A cyclotomic field (or cyclotomic number field) is a cyclotomic extension of $\mathbb{Q}$ . These are all of the form $\mathbb{Q}(\omega_n)$ , where $\omega_n$ is a primitive $n$ th root of unity.

The ring of integers of a cyclotomic field always has a power basis over $\mathbb{Z}$ . Specifically, the ring of integers of $\mathbb{Q}(\omega_n)$ is $\mathbb{Z}[\omega_n]$ .

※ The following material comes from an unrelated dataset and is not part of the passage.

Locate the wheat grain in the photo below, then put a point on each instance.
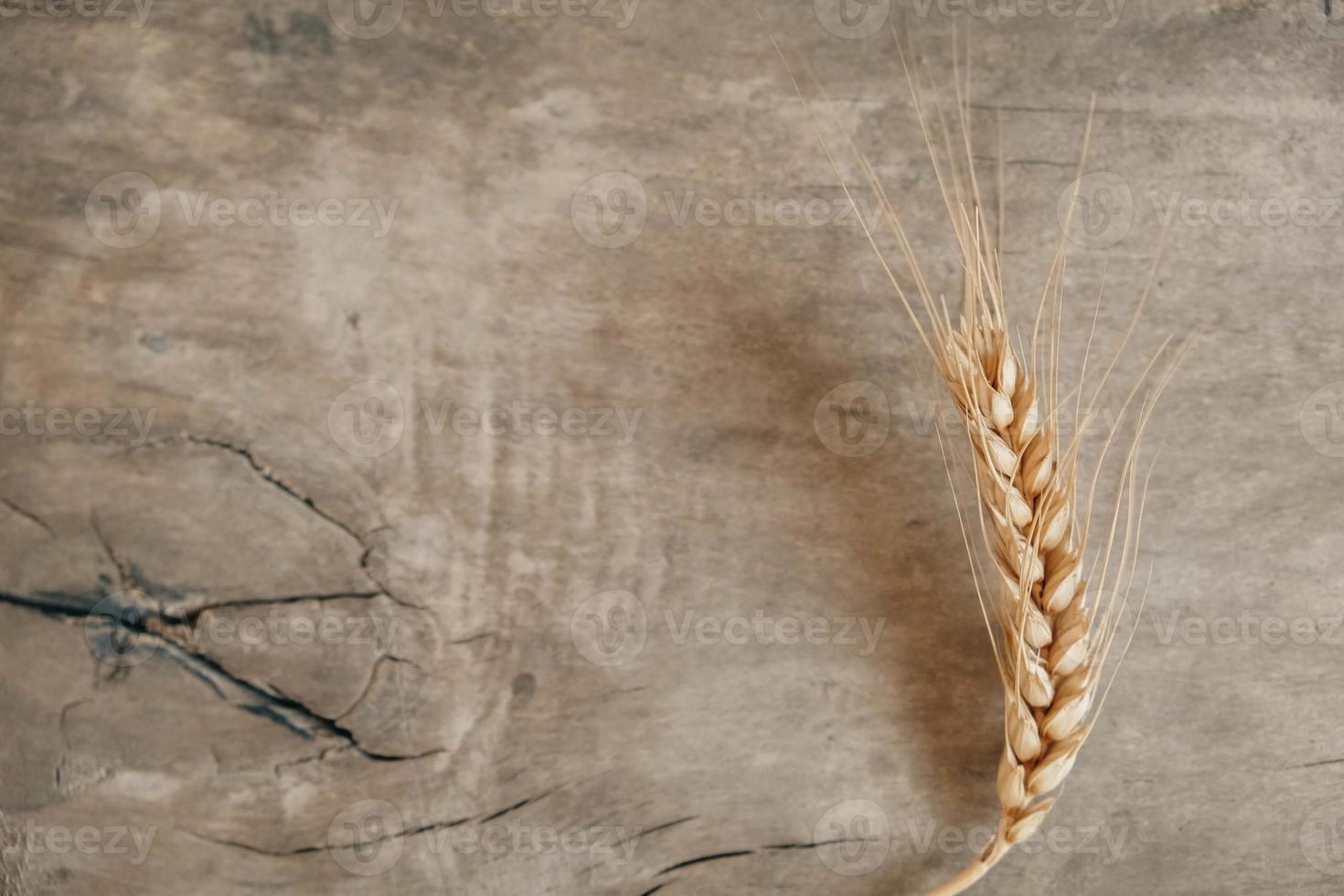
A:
(1055, 624)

Given a primitive $n$ th root of unity $\omega_n$ , its minimal polynomial over $\mathbb{Q}$ is the cyclotomic polynomial $\Phi_n(x)$ . Thus, $[\mathbb{Q}(\omega_n)\!:\!\mathbb{Q}]=\varphi(n)$ , where $\varphi$ denotes the Euler phi function.

If $n$ is odd, then $\mathbb{Q}(\omega_{2n})=\mathbb{Q}(\omega_n)$ . There are many ways to prove this, but the following is a relatively short proof: Since $\omega_n={\omega_{2n}}^2\in \mathbb{Q}(\omega_{2n})$ , we have that $\mathbb{Q}(\omega_n)\subseteq\mathbb{Q}(\omega_{2n})$ . We also have that $[\mathbb{Q}(\omega_{2n})\!:\!\mathbb{Q}]=\varphi(2n)=\varphi(2)\varphi(n)=\varphi(n)=[\mathbb{Q}(\omega_n)\!:\!\mathbb{Q}]$ . Thus, $[\mathbb{Q}(\omega_{2n})\!:\!\mathbb{Q}(\omega_n)]=1$ . It follows that $\mathbb{Q}(\omega_{2n})=\mathbb{Q}(\omega_n)$ .

Note. If $n$ is a positive integer and $m$ is an integer such that $\gcd(m,n)=1$ , then $\omega_n$ and ${\omega_n}^m$ are primitive $n$ th roots of unity and generate the same cyclotomic field.